Fig. 3 クライオトランスファーホルダーの構造

クライオ観察

氷包埋試料を観察するには、氷が溶けないように試料への電子線ダメージを低減する必要がある。
MDS (Minimum Dose System) は、視野探し、フォーカス合わせ、撮影までの一連の流れを低電子線量で行うシステムである。
以下にクライオトランスファーホルダーをTEMに挿入後、MDSを使用しクライオ観察を行う流れを示す。

〜手順〜

1. 極低倍率で試料の状態を確認する。
   ＊氷が厚すぎて試料を確認できない場合や、ろ紙で液を吸いすぎて凍結された試料が支持膜の穴に存在しない場合は、試料作製の条件を検討しもう一度やり直す。
2. 撮影倍率 (通常 :x10k〜x100k程度) と、試料に当てる電子線照射量 (通常 : 20-40 e-/Å2程度) を決め、それに応じたMDSの各モードの倍率、また各モードで使用する視野を設定する (Fig. 4)。
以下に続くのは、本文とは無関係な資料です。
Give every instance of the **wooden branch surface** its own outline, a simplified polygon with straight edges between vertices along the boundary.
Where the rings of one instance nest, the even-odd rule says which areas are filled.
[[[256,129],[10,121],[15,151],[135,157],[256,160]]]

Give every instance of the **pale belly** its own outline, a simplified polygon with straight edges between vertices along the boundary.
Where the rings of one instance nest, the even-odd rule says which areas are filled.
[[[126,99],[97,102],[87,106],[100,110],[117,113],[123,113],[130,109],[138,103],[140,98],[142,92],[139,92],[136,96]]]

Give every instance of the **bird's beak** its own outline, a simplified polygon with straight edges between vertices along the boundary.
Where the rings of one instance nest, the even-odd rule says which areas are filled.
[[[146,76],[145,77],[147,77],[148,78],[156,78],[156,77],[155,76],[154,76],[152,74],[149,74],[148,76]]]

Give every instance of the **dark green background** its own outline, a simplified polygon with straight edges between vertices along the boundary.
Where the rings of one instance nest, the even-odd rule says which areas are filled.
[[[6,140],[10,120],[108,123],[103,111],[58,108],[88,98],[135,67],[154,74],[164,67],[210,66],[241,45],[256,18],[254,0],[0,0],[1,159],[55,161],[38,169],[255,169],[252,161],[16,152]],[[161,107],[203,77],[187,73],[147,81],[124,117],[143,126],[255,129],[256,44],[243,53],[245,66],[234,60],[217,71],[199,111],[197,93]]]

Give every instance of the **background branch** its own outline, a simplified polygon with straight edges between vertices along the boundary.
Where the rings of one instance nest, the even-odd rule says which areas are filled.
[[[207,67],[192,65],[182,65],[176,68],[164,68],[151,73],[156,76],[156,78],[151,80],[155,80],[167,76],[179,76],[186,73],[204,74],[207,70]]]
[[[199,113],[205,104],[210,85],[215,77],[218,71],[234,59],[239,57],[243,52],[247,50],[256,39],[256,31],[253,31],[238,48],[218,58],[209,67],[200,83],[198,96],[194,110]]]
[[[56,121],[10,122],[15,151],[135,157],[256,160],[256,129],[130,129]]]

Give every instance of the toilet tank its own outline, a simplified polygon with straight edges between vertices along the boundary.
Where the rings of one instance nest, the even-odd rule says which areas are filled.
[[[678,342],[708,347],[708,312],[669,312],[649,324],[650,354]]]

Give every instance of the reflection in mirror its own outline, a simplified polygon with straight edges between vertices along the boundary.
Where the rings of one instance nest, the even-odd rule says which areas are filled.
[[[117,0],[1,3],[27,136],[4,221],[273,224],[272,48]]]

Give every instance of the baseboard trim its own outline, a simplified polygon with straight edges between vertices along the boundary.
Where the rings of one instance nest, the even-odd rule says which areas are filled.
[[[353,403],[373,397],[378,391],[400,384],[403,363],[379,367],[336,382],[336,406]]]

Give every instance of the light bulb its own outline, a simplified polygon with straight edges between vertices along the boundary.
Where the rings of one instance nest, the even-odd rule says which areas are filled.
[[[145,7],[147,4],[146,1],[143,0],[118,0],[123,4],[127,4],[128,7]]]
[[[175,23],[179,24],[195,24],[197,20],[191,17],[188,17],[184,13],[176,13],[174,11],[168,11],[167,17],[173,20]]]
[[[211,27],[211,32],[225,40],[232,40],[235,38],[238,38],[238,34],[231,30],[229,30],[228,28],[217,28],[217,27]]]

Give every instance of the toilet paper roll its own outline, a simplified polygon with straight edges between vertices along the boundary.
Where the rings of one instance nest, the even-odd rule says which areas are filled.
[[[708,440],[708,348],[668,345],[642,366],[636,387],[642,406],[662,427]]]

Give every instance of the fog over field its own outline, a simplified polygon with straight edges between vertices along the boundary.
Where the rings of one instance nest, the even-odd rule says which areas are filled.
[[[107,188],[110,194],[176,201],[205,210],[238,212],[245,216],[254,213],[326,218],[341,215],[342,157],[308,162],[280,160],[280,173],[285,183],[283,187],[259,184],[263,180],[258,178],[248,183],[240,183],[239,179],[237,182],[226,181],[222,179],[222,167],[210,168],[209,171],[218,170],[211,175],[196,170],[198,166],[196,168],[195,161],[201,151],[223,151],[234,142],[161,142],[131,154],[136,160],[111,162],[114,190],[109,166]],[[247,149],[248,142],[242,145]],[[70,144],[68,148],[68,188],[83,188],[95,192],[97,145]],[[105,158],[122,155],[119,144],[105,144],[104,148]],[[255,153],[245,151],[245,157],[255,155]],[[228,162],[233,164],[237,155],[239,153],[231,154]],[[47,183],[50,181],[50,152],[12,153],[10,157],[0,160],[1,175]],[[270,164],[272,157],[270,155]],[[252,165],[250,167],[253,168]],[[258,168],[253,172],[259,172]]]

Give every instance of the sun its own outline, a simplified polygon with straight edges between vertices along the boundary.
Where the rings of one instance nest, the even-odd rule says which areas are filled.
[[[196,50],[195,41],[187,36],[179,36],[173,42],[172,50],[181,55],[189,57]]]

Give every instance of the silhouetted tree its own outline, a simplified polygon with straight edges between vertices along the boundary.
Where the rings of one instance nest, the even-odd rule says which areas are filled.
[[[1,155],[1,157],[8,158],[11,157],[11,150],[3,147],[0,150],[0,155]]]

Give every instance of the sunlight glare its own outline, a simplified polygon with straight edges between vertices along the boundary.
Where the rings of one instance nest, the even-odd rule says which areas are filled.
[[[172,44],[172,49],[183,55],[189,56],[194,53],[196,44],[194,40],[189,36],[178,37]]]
   ➀Searchモード…	視野探しを行うモード。 低倍率を用いるため試料ダメージはほとんどない。
   ②Focusモード…	フォーカスを合わせるモード。 撮影箇所近くの支持膜上でフォーカスを合わせる。
   ③Photoモード…	撮影を行うモード。 撮影時の倍率、電子線照射量を設定する。

3. 設定したMDSのSearch、Focus、Photoの三つのモードを使い分けて観察・撮影を行う。
   ＊ここで注意するのは正焦点ではほとんどコントラストがつかないので、Photoモードでは数百 nm〜数 μmのデフォーカスをかける。

Fig. 4 MDSの各モードにおける電子線照射範囲

クライオ観察データ

上記の流れで氷包埋試料作製、試料搬送、クライオ観察を行い取得したTEM像をFig. 5 (a)、Fig. 5 (b)に示す。
Fig. 5 (a) では、加速電圧120 kVの透過電子顕微鏡JEM-1400Flashを用いて取得したリポソームのクライオ像である。ネガティブ染色では捉えることが難しい多層構造を捉えることができた。
Fig. 5 (b) では、加速電圧200 kVの透過電子顕微鏡JEM-F200を用いて取得したタンパク質 (アポフェリチン) のクライオ像である。分散したアポフェリチン粒子の画像を取得することができた。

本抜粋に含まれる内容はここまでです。